Two-tier client-side search. Pagefind delivers instant keyword matches while the semantic model downloads (~23MB, once per session). Once ready, Transformers.js re-ranks results by meaning — queries like "commercialise university IP" find industry partnerships pages even when the exact words don't match. No search server, no API calls, no vector database. If the model fails to load, Pagefind still works.
| Capability | Description |
|---|---|
| Instant results | Pagefind keyword index returns results on first page load — no model download required |
| Semantic understanding | Transformers.js matches by meaning, not keywords — "commercialise IP" finds licensing pages even without the word "commercialise" |
| Resilient fallback | If the model fails to load, Pagefind keyword results still work — search never breaks |
| Block-level results | Search returns specific content sections, not just pages. A query about funding returns the funding block, not the entire 3,000-word parent page |
| Source attribution | Every result links back to its source page and section |
| No-result handling | When no confident match exists, visitors see browse links and contact options — not an empty page |
Future improvements
The search setup is designed for progressive enhancement. As content and traffic grow, optional refinements can be layered in: a synonym / redirect dictionary for institutional jargon, scoped filters by audience or topic, and analytics-informed ranking tweaks. Each is optional and stays within the static-index model — the search works well without any of them, and none adds a runtime backend.

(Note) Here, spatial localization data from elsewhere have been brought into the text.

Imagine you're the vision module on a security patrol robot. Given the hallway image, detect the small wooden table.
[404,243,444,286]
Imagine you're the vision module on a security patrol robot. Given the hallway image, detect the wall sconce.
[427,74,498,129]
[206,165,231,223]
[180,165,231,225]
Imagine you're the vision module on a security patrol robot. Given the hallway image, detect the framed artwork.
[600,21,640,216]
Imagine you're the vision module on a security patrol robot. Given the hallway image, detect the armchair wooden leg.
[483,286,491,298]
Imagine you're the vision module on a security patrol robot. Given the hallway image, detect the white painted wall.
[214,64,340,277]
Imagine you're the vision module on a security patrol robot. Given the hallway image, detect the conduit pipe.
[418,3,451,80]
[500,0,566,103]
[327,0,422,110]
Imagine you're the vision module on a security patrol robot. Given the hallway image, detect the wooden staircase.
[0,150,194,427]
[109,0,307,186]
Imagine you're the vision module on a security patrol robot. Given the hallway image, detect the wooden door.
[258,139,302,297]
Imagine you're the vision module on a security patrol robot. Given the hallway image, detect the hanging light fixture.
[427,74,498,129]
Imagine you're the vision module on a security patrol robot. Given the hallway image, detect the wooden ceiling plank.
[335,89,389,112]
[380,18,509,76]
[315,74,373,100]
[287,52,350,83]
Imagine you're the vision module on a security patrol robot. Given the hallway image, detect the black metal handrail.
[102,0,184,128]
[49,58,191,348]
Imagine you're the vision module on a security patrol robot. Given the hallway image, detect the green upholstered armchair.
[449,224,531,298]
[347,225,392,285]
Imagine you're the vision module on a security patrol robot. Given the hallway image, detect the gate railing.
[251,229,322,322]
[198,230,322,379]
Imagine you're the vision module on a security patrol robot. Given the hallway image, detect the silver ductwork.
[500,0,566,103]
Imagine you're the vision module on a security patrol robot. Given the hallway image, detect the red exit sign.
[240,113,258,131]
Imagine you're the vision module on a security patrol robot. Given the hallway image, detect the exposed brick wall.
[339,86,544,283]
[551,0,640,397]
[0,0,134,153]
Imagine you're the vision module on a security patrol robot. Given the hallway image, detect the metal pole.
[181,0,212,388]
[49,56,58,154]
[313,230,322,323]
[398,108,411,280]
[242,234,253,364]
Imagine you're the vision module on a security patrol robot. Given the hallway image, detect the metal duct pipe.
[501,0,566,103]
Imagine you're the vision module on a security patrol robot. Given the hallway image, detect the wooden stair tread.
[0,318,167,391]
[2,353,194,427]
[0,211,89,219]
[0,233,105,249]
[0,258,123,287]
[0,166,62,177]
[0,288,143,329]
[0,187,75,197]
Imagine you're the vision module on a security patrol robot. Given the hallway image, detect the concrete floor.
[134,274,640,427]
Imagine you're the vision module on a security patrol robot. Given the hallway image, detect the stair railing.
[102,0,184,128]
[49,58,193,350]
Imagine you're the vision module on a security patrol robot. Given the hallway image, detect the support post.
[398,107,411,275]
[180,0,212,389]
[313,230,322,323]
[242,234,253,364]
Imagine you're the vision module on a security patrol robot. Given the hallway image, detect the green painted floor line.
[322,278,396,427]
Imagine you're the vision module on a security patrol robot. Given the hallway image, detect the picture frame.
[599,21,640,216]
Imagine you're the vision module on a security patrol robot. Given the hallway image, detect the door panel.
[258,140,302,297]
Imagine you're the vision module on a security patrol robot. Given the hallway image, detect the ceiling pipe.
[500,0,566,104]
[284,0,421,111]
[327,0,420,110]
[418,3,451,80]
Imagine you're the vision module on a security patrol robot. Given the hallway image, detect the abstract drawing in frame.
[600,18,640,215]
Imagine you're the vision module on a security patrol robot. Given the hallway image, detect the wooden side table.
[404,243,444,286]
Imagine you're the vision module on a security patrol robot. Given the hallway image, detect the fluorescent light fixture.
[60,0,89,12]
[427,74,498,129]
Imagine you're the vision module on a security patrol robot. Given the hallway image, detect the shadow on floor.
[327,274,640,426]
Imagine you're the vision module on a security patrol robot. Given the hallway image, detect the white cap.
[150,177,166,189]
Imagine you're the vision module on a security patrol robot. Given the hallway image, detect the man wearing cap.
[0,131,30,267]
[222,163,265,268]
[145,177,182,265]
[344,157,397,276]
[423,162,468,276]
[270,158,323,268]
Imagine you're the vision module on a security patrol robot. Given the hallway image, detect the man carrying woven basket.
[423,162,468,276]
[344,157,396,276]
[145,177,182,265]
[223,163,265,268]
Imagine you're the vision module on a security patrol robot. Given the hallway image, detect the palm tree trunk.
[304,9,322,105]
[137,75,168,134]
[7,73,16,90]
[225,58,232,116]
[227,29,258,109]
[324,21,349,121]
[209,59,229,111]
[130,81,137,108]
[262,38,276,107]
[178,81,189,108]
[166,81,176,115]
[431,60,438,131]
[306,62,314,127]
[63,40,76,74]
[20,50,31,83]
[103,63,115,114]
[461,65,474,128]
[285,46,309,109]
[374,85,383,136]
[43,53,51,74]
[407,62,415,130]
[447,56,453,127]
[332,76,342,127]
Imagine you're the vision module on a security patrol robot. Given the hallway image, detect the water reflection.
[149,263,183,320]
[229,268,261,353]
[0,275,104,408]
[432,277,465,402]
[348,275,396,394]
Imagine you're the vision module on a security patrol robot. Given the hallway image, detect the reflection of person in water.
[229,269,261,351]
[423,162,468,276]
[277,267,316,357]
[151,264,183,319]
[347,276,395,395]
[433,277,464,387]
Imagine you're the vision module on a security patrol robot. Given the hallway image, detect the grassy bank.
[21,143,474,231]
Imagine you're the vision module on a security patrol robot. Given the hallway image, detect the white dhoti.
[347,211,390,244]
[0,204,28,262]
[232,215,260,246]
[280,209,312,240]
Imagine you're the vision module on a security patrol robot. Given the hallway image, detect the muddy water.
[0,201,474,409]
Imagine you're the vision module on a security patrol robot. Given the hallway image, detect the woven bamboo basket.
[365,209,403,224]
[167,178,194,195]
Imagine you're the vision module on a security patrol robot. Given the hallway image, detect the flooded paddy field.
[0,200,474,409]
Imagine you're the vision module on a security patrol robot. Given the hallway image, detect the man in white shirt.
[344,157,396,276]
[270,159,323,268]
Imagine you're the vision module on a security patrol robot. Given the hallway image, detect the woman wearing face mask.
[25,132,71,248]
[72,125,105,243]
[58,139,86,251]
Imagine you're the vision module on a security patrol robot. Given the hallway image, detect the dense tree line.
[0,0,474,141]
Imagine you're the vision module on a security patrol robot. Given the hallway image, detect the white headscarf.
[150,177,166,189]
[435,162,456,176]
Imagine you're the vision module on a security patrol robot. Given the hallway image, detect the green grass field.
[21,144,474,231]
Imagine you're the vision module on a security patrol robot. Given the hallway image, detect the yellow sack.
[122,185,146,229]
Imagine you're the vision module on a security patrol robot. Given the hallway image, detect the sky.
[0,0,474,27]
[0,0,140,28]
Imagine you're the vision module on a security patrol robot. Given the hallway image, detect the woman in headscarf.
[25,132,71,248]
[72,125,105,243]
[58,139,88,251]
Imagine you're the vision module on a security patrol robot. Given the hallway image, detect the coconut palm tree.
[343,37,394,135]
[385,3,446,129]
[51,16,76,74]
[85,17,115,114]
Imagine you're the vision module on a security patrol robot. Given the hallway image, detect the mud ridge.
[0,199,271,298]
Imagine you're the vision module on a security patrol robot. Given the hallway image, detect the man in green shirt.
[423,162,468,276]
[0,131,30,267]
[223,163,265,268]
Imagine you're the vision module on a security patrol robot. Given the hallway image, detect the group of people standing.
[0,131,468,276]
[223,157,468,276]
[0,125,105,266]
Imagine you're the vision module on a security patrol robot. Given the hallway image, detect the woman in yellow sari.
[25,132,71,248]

5.2 Personalised pages — flagship
Personalised pages are the flagship of this pillar: each visitor gets their own corner of the website, assembled from the same content blocks based on what they need. It is not a separate section — it is the same NUSX content, reorganised around the visitor's intent using a templated approach and the same embeddings index to select and arrange the ideal blocks for that person. Composition is deterministic slotting of real, published blocks — no AI generation in the request path, nothing to fact-check.
The flow
- Visitor describes their need A short natural-language prompt: "I'm a deep-tech founder looking for funding and workspace" or "Industry partner interested in AI research collaboration."
- System retrieves relevant content blocks The same semantic retrieval that powers search finds the blocks that match the visitor's intent, audience, and journey stage.
- Page is assembled from blocks Blocks are arranged into a template — hero, overview, key facts, main content, social proof, FAQ, call to action. The page feels intentionally assembled, not like raw search results.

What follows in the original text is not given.